South Sudan: Scores Die in Upper Nile Cattle Battle

Young men from the Murle ethnic group are said to have raided several cattle camps belonging to the rival Lou Nuer group, targeting eight areas north of the Akobo town, and made away with thousands herds of cattle.

By NewsfromAfrica

JUBA---At least 100 people have died in South Sudan’s Jonglei state in the recent spate of clashes and cattle raids involving the region’s two rival communities, government officials have said.

Young men from the Murle ethnic group are said to have raided several cattle camps belonging to the rival Lou Nuer group, targeting eight areas north of the Akobo town, and made away with thousands herds of  cattle.
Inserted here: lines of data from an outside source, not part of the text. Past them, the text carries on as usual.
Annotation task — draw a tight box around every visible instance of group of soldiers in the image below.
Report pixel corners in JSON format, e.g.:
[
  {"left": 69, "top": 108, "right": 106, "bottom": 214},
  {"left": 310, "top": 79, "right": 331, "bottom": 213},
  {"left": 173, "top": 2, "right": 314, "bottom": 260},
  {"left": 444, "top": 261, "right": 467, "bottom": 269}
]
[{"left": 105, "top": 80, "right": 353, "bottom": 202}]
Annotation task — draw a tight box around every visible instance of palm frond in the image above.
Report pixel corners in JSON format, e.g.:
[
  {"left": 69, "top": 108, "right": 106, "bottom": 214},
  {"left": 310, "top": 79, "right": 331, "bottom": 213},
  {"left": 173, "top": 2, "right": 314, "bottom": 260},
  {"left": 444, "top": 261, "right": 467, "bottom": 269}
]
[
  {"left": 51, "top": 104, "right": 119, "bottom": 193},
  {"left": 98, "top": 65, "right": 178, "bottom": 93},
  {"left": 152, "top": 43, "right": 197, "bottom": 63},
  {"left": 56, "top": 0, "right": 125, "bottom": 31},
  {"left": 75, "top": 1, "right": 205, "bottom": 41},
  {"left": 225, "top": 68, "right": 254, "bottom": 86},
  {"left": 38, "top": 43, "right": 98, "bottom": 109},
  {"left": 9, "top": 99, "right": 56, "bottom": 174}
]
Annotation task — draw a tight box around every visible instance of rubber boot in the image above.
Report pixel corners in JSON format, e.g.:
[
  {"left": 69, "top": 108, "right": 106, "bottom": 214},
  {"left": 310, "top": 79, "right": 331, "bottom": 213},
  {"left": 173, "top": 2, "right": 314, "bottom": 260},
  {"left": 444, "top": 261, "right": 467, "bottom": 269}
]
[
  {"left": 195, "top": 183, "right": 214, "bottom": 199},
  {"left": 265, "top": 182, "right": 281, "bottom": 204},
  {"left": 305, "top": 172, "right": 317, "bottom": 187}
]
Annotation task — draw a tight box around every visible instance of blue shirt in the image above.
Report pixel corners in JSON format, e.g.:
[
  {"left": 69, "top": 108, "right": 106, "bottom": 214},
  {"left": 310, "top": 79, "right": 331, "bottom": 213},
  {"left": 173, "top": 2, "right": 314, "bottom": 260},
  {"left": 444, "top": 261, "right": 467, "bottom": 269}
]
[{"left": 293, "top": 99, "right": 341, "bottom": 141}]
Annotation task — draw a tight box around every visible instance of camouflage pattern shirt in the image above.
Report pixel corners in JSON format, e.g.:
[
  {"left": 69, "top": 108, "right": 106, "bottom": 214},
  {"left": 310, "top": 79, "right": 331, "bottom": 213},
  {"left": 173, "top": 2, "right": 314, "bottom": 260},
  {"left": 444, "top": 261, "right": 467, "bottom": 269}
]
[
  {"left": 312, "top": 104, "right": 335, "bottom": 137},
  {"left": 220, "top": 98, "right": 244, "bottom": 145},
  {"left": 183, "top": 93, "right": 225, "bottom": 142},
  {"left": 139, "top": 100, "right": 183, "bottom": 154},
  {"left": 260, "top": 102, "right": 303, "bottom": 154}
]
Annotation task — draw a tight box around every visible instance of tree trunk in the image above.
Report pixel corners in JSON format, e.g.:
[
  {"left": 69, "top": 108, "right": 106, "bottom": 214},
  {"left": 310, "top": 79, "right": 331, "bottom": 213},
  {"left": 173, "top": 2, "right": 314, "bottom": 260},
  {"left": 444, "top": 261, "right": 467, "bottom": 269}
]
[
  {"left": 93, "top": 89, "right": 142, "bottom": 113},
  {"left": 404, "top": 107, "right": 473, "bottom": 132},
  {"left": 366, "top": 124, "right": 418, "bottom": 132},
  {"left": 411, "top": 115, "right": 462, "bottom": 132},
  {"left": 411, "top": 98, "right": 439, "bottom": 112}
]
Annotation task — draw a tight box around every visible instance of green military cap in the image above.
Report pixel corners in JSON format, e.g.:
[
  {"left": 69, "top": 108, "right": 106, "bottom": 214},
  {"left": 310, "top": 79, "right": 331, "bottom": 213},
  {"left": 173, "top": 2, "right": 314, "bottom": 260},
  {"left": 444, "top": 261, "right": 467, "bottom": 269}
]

Jonglei state governor Kuol Manyang told the BBC that 100 people are feared dead in the raids which are believed to be carried on large scale.

The two communities have had a long history of proxy cattle raids and inter-ethnic clashes mainly due to poverty and competition over the region’s scarce resources that has led to loss of hundreds of lives.

The latest attack follows the January raid in the state by a force of over 6000 young men from the majority Lou Nuer group against the Murle that left hundreds dead, displacing thousands others.

The attack was in response to a deadly raid in August last year by fighters from the Murle community on Lou Nuer homes, killing at least 600 people and wounding 1000 others, where many homes were destroyed and nearly 40,000 cattle stolen.

South Sudan’s armed forces and the UN peacekeeping mission in South Sudan (UNMISS) say they would send more troops to Jonglei State in response to those attacks, ahead of a scheduled disarmament exercise expected to collect an estimated 30,000 weapons from civilians in the state.

Jonglei state has been termed to be one of the unsafest places in the newly independent South Sudan owing to proliferation of arms among civilians and poor roads that are hampering security operations in the area.

The UN has on several occasions called for an end to the “cycle of violence” in the newly independent South Sudan, where it says 3000 people were killed and over 350,000 displaced last year alone in inter-communal clashes in South Sudan.